Dos bebés, uno en cada pueblo
Perfecto Macía Gómez, de 75 años, mastica un filete de pollo rebozado mientras cuenta que durante unos años vivió en Barcelona, donde trabajaba en una fábrica de pieles. "Lo hablo… una miqueta", dice con acento gallego. "¡Escolta, noi!", exclama para demostrar que algo sí recuerda. Aparta las patatas con el tenedor y hace hueco para su café solo y su chupito de whiskey. "Las patatas no me las como porque me sube el azúcar", se exculpa. "¿Y el whiskey, qué?", le pregunto. "¡El whiskey no me hace daño! Eso sí, solo tomo Ballantine's", responde. Lo vierte en la tacita de café y se lo bebe de dos tragos. "Esto se llama carajillo".
Perfecto apenas tenía dos años cuando tuvo lugar el accidente. Su padre fue quien le contó el miedo que pasaron aquella noche. "Estaba nevado. La gente no se acercaba, ¡estaban asustados! Decían: '¡Un atentado en Vilariño!'. Los listos han ido y se han llevado pistolas y todo. Cuando los demás se atrevieron a ir, ya quedaba poca cosa", explica.
García Mañá confirma que el bombardero llevaba armamento: pistolas, munición y pequeñas bombas que, con el choque, explotaron, animando el ruido y el fuego ya de por sí provocado por el avión.
Perfecto nació en una casita de Vilariño que construyó su padre. Ahora vive en otra más grande y moderna junto a Teresa Alves, de 72 años, una portuguesa que llegó a la aldea española con diez años. "Cuando se murió su marido y se murió mi mujer, pues nos juntamos", dice él.

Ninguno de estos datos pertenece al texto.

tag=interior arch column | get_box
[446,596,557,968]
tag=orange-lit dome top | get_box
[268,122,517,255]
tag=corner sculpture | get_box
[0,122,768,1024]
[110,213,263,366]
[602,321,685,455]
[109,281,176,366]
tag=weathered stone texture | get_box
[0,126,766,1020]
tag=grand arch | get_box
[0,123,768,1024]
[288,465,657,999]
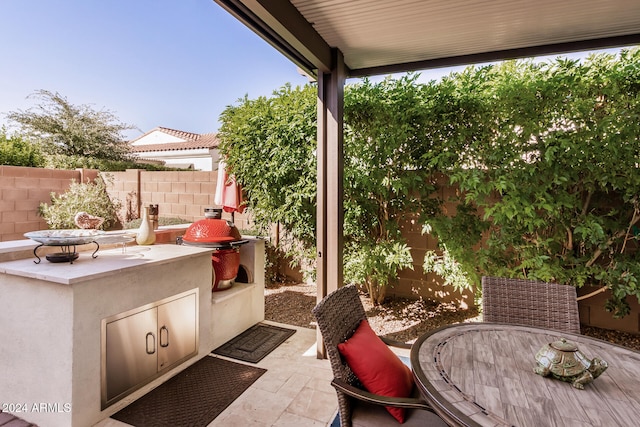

Teresa es quien nos enseña las viviendas en las que todavía hay trozos de fuselaje reciclado. Habla gallego con un deje portugués. Le tiembla la mano derecha y ríe con fuerza cuando la fotografían. La primera parada es la casa en la que vivió Perfecto, cuya puerta está hecha con restos del avión británico. Teresa quita los ladrillos que cubren los huecos que quedan debajo —"para que non entren os ratos" (para que no entren los ratones), dice— y abre con llave. Tras el metal de un bombardero de la Segunda Guerra Mundial hay jamones curándose, que cuelgan del techo como sacos de boxeo. Antes, en ese mismo cuarto, sacrificaban cerdos.
"Ese material es más resistente que la madera. Entraba menos el frío y servía para arreglar puertas que ya estaban un poco viejas", explica Perfecto. Su prima Milagros fue uno de los bebés que nacieron aquella noche. "Está muy malita ahora. Ella limpiaba casas en Barcelona, que es donde vive ahora. Le cortaron una pierna y ya no viene por aquí. Francisco [el otro bebé, que nació en Vilar] viene los veranos. También vive en Barcelona. Allí es que emigró mucha gente. Los gallegos nos íbamos a Santa Coloma de Gramenet y los andaluces, a l'Hospitalet. Yo me volví porque enfermó mi padre y tenía que cuidarle, pero en aquel tiempo emigraba todo el mundo, aquí y afuera", cuenta.
En Vilar y Vilariño, unos han olvidado tanto por la edad que ya no recuerdan ni su propia historia; otros se esfuerzan por reconstruir un relato que ni siquiera protagonizaron; los hay que no han vuelto a ver un avión de cerca; y también quienes tomaron uno después de aquello para emigrar y huir de la dictadura.